Wczujmy się w sytuację nowożeńców. Wesele w Izraelu trwało dłużej niż nasze współczesne przyjęcia weselne, nawet z tzw. poprawinami. Radość nowożeńców zburzyła wiadomość o braku wina. Ten brak nie tylko mógł zepsuć zabawę weselną, ale także położyć cień na rodzinę na długie lata. Zaproszono gości i zabrakło wina.
W czytanym fragmencie ewangelii nie występują nowożeńcy, ale możemy podejrzewać, iż zostali zawiadomieni o nagłym braku. Osobą, która wysuwa się na pierwszy plan, jest Maryja. Ona doskonale wiedziała, że Jej Syn nie jest zwykłym człowiekiem. Zdawała sobie z tego sprawę od chwili Zwiastowania. Z pewnością wiedziała, że może się do Niego zwrócić w imieniu nowożeńców.

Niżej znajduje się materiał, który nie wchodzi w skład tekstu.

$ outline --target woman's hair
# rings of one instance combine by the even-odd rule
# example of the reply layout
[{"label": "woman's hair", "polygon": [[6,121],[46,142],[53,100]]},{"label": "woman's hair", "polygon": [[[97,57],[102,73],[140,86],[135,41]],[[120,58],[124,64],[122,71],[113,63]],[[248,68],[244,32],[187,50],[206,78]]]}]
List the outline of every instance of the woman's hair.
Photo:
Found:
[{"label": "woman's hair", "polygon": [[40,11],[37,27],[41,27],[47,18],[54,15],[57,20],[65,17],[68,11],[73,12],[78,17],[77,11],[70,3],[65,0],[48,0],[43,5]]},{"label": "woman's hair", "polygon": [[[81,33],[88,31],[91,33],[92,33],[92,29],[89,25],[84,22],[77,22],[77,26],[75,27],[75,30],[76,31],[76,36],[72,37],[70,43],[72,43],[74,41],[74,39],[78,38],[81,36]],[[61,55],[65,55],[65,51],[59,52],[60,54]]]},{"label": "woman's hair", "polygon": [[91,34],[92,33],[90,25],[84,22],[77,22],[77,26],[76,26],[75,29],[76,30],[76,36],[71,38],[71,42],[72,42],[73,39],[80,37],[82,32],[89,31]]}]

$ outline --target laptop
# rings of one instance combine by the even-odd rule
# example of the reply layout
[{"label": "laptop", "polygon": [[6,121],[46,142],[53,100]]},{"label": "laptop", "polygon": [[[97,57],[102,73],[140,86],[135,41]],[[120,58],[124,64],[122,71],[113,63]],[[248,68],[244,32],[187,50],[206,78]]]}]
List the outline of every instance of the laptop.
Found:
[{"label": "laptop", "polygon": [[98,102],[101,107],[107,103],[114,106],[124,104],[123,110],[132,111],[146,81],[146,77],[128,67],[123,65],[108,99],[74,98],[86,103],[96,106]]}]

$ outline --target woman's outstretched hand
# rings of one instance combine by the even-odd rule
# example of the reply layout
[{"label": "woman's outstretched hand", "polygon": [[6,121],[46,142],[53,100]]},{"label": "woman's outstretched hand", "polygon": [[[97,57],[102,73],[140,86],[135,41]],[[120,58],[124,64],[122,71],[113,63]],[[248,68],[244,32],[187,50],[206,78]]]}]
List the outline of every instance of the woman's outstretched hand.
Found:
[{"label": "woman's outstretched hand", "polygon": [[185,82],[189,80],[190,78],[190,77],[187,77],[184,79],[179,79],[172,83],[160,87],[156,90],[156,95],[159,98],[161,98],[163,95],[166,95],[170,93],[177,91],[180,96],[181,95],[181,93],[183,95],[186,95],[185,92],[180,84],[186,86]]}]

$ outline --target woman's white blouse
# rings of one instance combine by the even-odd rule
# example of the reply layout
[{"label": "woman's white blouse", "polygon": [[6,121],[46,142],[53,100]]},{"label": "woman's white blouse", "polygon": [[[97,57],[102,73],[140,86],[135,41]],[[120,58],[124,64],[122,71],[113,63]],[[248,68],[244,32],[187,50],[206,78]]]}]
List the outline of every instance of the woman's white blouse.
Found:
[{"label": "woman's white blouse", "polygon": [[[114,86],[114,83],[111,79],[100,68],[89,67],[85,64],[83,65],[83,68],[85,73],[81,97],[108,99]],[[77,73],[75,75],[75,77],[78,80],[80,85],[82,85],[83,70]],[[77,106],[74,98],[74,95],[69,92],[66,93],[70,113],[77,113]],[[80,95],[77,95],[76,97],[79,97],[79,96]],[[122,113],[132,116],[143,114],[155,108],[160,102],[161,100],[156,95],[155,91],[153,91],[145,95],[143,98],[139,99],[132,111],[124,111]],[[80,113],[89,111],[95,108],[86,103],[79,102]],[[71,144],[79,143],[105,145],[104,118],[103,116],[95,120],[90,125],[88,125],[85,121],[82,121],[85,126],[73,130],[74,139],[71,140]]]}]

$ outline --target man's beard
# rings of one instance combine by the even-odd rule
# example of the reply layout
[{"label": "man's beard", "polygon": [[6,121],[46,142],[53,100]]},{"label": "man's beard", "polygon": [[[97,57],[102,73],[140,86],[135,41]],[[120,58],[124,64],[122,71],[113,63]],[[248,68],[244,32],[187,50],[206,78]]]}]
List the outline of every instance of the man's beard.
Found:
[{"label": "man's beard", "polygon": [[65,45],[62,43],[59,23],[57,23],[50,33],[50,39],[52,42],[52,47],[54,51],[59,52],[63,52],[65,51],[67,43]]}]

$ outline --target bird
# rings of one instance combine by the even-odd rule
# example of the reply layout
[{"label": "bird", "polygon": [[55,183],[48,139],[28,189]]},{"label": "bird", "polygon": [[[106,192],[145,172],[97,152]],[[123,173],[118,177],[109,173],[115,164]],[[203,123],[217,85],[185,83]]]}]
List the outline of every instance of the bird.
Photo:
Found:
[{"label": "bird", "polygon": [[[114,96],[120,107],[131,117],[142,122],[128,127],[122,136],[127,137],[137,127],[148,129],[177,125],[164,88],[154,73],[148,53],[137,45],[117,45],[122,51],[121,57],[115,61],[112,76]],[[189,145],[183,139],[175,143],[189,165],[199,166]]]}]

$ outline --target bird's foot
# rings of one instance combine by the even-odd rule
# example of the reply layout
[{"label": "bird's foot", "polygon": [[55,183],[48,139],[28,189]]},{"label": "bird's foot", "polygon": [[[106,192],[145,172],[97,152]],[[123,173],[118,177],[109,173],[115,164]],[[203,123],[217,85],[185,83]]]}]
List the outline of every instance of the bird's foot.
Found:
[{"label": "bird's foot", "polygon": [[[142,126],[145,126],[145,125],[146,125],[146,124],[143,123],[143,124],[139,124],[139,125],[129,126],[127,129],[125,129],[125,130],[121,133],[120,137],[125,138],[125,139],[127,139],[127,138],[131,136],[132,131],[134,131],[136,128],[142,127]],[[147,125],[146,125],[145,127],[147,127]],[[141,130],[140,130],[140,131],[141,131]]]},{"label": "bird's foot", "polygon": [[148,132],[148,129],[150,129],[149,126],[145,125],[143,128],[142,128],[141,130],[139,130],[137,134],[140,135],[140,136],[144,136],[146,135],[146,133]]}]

Jezus – mogłoby się wydawać – odpowiedział na prośbę Matki ostro lub lekceważąco. Egzegeci, czyli osoby zajmujące się badaniem Pisma Świętego, mogą podejrzewać, że powodem takiej reakcji Jezusa była być może chęć uczynienia innego cudu, w innym czasie. Pan jednak na prośbę swojej Matki dokonuje cudownej przemiany wody w wino. Sądzę, że jest to także nadzieja dla nas. Tyle razy prosimy o rzeczy, które po ludzku wydają się niemożliwe lub mało prawdopodobne. Być może czujemy, że Bóg nie wykazuje zainteresowania naszymi modlitwami. A może czasami warto poprosić Maryję?
Paweł Beyga – ukończył studia teologiczne na Papieskim Wydziale Teologicznym we Wrocławiu, związany z duszpasterstwem Tradycji katolickiej przy kościele Najświętszej Maryi na Piasku we Wrocławiu. Teolog – „ratzingerysta”. Jego teksty ukazywały się m.in. na portalach Liturgia.pl, DEON.pl, Nowy Ruch Liturgiczny i Dziennik Parafialny.
Słowa Ewangelii według świętego Jana
W Kanie Galilejskiej odbywało się wesele i była tam Matka Jezusa. Zaproszono na to wesele także Jezusa i Jego uczniów. A kiedy zabrakło wina, Matka Jezusa rzekła do Niego: «Nie mają wina». Jezus Jej odpowiedział: «Czyż to moja lub Twoja sprawa, Niewiasto? Czy jeszcze nie nadeszła godzina moja?». Wtedy Matka Jego powiedziała do sług: «Zróbcie wszystko, cokolwiek wam powie». Stało zaś tam sześć stągwi kamiennych przeznaczonych do żydowskich oczyszczeń, z których każda mogła pomieścić dwie lub trzy miary. Jezus rzekł do sług: «Napełnijcie stągwie wodą». I napełnili je aż po brzegi. Potem powiedział do nich: «Zaczerpnijcie teraz i zanieście staroście weselnemu». Ci więc zanieśli. Gdy zaś starosta weselny skosztował wody, która stała się winem – a nie wiedział, skąd ono pochodzi, ale słudzy, którzy czerpali wodę, wiedzieli – przywołał pana młodego i powiedział do niego: «Każdy człowiek stawia najpierw dobre wino, a gdy się napiją, wówczas gorsze. Ty zachowałeś dobre wino aż do tej pory». Taki to początek znaków uczynił Jezus w Kanie Galilejskiej. Objawił swoją chwałę i uwierzyli w Niego Jego uczniowie. Następnie On, Jego Matka, bracia i uczniowie Jego udali się do Kafarnaum, gdzie pozostali kilka dni.